The National Parks System has helped the United States since its conception in not only providing for tourism, but also providing work in times of national duress. The parks played a large role in Franklin Roosevelt’s New Deal. The Civilian Conservation Corps employed thousands of men to work in the parks. Their work involved projects dealing with conservation, rehabilitation, and other various constructions. This work helped to alleviate some of the financial pressures brought on by the Great Depression while also beautifying the parks.[10]

The NPS, at times, had to fend off pressures from the government. For example, during World War II the government attempted several times to extract resources from national parks and monuments to help with the war effort. This conflicted with the mission of the NPS to preserve the areas in their control. The NPS believed that there were other areas that could be exploited for the war effort that were not under park protection. A specific example of this occurred in 1944, when the U.S. military came to the officials in charge of Organ Pipe Cactus National Monument in Arizona asking to use part of the park as a practice bombing range. The NPS members located at Organ Pipe National Monument refused, citing that there were other areas that would be equally useful.[11]

The national park system experienced a travel boom following the war. The parks became overwhelmed, causing Conrad L. Wirth, the parks director, to initiate Mission 66. This billion dollar project involved the renovation of the infrastructure of the parks to better suit the public. This included the creation of park visitor centers. The project was completed in ten years. The national parks system continued to expand until the 1980s when NPS director Russell E. Dickenson believed that funding and staffing could not keep up. Dickenson proposed to slow the growth of the system and focus on renovating the parks currently in place. The project was aptly named, the Park Restoration and Improvement Program. This was similar to Mission 66 in that it focused on renovating infrastructure and would carry a billion-dollar price tag. In 1985 NPS Director William Penn Mott, Jr., returned the park system to an expansive stance. He also wanted the National Park Service to place a greater emphasis on educating the public in both American history as well as environmental values.[12]

The National Park Service continues to manage the nation’s parks, and conserve its history, while allowing visitors to experience it at the same time. As of today it appears as though the number of NPS members is going to start to diminish due to lack of funding. The Obama administration has actually increased the park budget.  These funds, however, have been allocated to pay for higher insurance and rents affiliated with running the parks. The NPS currently has 28,000 employees for 397 parks and other areas.[13]

[1] National Park Service, “The National Park Service,” History E-Library, http://www.cr.nps.gov/history/hisnps/NPSHistory/npshisto.htm (accessed April 3, 2012).

[2] National Parks Conservation Association, “Frequently Asked Questions,” About Us, http://www.npca.org/about-us/faq.html#difference (accessed April 15, 2012).

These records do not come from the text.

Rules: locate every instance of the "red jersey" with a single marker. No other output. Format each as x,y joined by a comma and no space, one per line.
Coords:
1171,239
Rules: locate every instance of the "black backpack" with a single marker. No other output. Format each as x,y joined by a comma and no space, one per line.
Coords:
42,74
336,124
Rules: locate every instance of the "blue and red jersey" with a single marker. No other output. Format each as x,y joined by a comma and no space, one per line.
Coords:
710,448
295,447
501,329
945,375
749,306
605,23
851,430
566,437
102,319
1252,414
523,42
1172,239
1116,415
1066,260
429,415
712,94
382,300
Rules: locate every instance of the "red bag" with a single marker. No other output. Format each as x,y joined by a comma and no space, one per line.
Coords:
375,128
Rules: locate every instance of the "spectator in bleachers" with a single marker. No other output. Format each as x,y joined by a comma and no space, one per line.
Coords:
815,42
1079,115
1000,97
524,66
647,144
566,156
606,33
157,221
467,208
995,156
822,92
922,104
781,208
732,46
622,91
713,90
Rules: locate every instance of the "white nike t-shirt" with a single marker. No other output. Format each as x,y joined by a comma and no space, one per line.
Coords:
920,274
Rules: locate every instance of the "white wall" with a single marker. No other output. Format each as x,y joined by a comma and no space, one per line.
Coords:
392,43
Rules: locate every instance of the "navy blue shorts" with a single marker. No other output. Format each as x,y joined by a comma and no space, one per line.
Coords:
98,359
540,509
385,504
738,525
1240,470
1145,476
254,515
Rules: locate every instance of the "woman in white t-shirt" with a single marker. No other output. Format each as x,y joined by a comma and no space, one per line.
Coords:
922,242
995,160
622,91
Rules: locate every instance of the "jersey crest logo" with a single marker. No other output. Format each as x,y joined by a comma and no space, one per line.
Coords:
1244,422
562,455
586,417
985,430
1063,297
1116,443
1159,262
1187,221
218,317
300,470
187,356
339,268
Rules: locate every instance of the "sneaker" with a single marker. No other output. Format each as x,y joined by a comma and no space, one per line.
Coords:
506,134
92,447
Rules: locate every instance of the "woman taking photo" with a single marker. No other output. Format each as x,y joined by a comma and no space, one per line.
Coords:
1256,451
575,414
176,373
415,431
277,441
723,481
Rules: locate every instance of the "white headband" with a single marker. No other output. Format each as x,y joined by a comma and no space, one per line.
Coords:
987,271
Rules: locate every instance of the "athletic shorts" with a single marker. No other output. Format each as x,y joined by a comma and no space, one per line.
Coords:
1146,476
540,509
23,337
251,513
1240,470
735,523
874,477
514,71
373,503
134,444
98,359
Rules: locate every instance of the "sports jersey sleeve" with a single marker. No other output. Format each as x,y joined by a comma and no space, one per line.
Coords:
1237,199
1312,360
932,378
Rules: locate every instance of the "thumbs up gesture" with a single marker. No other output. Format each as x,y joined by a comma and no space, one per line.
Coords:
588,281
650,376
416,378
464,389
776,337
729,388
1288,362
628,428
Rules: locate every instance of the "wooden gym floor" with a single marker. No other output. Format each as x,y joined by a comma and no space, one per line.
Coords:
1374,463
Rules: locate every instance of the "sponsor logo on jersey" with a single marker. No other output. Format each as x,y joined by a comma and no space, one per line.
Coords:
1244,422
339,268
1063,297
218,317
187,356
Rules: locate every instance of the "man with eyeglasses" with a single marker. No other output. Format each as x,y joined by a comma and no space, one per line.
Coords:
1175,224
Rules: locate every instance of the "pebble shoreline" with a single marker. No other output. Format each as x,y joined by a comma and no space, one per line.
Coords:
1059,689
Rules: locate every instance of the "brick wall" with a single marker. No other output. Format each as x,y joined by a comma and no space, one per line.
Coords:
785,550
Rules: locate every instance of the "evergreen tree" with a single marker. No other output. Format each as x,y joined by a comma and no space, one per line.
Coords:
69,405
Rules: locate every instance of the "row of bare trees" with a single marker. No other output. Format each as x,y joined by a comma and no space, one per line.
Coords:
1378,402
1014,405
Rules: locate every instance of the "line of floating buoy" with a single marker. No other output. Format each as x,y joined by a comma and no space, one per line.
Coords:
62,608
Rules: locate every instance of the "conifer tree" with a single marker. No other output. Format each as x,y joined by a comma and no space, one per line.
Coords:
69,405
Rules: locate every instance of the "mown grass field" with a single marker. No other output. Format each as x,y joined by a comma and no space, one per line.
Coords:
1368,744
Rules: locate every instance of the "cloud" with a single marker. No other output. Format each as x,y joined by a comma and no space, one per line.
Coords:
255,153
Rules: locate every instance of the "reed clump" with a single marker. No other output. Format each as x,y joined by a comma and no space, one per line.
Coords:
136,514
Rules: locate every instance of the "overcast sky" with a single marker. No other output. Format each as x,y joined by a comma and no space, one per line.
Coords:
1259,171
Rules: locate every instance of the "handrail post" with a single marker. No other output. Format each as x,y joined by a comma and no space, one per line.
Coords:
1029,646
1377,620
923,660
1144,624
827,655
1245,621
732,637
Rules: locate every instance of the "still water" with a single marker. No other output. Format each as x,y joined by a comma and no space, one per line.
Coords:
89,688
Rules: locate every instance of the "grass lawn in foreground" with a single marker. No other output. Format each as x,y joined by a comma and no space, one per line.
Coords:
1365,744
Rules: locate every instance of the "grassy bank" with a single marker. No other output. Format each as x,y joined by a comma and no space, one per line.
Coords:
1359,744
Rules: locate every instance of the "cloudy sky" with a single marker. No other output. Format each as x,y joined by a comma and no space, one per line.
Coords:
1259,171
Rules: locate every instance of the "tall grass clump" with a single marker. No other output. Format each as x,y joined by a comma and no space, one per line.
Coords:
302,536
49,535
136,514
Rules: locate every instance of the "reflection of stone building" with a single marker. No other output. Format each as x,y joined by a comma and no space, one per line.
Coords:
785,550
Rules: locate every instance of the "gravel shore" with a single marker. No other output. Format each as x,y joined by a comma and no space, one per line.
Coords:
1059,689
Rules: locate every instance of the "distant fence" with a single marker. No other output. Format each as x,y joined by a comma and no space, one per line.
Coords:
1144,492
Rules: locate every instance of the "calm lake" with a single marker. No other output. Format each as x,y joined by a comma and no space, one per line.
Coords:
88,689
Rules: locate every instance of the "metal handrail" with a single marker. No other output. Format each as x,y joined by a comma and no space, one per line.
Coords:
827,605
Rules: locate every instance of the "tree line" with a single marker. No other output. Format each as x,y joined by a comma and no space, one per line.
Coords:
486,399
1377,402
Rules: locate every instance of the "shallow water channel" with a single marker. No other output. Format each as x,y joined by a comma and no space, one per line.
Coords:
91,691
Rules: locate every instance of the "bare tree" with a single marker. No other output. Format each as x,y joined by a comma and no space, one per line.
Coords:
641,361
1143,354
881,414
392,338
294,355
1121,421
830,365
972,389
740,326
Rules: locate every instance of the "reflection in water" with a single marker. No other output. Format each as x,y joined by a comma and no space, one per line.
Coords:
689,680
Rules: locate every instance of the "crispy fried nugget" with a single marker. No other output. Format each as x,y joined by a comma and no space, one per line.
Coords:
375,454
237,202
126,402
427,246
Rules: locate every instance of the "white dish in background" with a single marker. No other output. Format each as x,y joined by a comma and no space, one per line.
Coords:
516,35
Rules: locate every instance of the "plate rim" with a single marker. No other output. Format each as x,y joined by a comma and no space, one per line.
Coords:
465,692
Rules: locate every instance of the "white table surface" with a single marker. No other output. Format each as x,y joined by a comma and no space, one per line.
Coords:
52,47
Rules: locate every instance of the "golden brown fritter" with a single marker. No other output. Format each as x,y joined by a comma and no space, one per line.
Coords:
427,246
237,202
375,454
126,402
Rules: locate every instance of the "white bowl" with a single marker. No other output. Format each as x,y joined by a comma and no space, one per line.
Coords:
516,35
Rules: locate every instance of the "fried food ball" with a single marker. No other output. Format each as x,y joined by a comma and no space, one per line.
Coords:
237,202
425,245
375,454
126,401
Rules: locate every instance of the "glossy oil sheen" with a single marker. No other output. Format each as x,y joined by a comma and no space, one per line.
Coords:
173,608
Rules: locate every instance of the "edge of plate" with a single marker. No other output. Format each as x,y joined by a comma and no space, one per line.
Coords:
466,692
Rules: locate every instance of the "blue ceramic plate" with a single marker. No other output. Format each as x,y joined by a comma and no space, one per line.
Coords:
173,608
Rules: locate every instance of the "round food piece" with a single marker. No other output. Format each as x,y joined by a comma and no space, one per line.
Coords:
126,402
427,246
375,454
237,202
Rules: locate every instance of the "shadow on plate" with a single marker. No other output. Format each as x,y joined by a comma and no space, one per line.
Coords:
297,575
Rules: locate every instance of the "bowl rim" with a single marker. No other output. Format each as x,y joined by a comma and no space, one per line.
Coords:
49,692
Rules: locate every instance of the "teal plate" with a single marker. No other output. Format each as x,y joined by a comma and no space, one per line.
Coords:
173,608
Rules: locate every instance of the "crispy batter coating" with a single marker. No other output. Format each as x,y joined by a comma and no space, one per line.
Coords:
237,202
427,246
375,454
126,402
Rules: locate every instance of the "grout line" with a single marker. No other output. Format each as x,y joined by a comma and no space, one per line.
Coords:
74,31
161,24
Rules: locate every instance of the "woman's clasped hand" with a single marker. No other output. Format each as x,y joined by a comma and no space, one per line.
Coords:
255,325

[3] National Park Service, “Mission,” National Park Service, http://www.nps.gov/aboutus/mission.htm (accessed April 3, 2012).

[4] National Park Service, “The National Park Service,” History E-Library, http://www.cr.nps.gov/history/hisnps/NPSHistory/npshisto.htm (accessed April 3, 2012).

[5] Archeology Program, “Antiquities Act 1906-2006,” National Park Service, http://www.nps.gov/archeology/sites/antiquities/about.htm (accessed April 3, 2012).

[6] National Park Service, “The National Park Service,” History E-Library, http://www.cr.nps.gov/history/hisnps/NPSHistory/npshisto.htm (accessed April 3, 2012).

[7] Ibid.

[8] “National Park Service Organic Act,” The United States Department of Justice, http://www.justice.gov/enrd/3195.htm (accessed April 3,2012).

[9] Ibid.

[10] National Park Service, “The National Park Service,” History E-Library, http://www.cr.nps.gov/history/hisnps/NPSHistory/npshisto.htm (accessed April 3, 2012).

[11] Charles A. Richey, Santa Fe, AZ, to Director, Region Three, October 20, 1943, Folder: WarEmergency, Organ Pipe Cactus National Monument, Box 95, Central Classified Files, 1907-49, RG 79, NARA-MD.